21 The principles have been re-stated by the High Court in Malvaso v The Queen(1989) 168 CLR 227 at 233 - 235; and Everett v The Queen (1994) 181 CLR 295 at 299 - 300. See also Allpass (1994) 72 A Crim R 561 at 562 - 563 and 565 - 567; R v Clark [1996] 2 VR 520 at 522 - 523; and R v O'Rourke [1997] 1 VR 246 at 251.

22 In this case the submission for the Crown was that the sentences were so inadequate as to manifest error on the part of the learned Judge.



(Page 12)
    This was said to be so because the offences had involved a breach of trust in situations where general deterrence was most important. It was submitted that the sentences had failed to reflect the various features which courts have traditionally taken into account when assessing the seriousness of the nature of the offences. It was said that in this case the number of offences were very high. There had been a breach of trust involved by both respondents and the falsification of documents by both respondents. It was submitted that these types of offences traditionally are almost inevitably dealt with by substantial terms of imprisonment. That the most significant aspect of sentencing for these sorts of offences is the element of general deterrence. That people who commit these types of offences are often people of otherwise excellent character. That is why they are in the position of authority which enables them to commit the offences.

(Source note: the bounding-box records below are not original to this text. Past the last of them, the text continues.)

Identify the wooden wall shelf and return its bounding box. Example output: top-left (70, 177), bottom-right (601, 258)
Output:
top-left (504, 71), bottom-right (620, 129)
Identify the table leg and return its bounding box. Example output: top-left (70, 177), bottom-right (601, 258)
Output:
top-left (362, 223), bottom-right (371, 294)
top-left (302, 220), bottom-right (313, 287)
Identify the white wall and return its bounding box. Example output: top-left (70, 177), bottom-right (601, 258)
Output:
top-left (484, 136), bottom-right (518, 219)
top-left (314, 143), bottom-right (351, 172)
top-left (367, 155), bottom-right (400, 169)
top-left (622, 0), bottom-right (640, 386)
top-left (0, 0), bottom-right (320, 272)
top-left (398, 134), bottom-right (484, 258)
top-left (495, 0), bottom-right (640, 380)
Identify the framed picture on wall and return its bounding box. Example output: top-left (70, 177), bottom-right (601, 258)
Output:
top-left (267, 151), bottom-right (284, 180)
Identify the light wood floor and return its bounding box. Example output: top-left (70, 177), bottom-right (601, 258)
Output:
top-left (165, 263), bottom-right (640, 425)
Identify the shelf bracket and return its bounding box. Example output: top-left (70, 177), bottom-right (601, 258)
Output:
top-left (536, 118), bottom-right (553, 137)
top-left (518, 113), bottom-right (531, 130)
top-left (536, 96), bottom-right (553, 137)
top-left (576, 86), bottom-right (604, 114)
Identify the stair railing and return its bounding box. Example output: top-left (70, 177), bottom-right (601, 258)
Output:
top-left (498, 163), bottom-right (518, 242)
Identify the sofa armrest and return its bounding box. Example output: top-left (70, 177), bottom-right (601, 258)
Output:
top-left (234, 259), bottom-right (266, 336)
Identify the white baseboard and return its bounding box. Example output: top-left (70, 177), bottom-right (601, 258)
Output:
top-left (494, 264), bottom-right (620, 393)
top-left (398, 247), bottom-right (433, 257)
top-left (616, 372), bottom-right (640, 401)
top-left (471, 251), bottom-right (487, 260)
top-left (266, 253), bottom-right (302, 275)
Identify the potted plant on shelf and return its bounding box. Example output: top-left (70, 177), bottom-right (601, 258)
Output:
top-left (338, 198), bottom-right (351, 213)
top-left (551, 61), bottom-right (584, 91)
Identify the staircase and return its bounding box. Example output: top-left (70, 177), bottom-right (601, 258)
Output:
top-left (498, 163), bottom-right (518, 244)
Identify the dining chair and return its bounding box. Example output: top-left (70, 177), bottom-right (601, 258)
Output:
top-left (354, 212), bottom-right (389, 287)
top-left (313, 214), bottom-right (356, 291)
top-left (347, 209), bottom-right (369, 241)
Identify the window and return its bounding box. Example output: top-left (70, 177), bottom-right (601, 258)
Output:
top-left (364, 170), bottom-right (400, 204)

23 It was submitted for the appellant that the learned sentencing Judge had placed too much weight on the respondents' antecedents and too little weight on the aspect of general deterrence. The offences had represented a persistent demonstration of fraud over a significant period of time.

24 In this matter, although the prosecution could not point to any evidence of shareholders who had claimed a loss, it seems obvious that Mr Lombardo, would have suffered a loss, as Mr Lombardo's interests held 51 per cent of the shares in the company from which the money was taken. The evidence at the trial did not reveal the details of the losses suffered by particular persons. In the words of counsel for the appellant, the evidence was very "scanty" on that. 49 per cent of the shares in the company were distributed across the Stellitano and Princi families. Mr Joe Princi, the brother of both the respondents was one of the directors. Another director was Mr Stellitano, the husband of Mrs Stellitano. Counsel for the respondents told the court that his instructions were that Mr Stellitano and Mr Princi owned 45 per cent of the company which was not owned by Mr Lombardo's interests.

25 Mr Lombardo had sold part of his interest in the company prior to the thefts coming to light. Afterwards, he sold the remainder of his interests for $70,000. At that time he knew of the defalcations. Mr Lombardo later provided a written reference for Mrs Stellitano. He said that he would not like to see her go to gaol.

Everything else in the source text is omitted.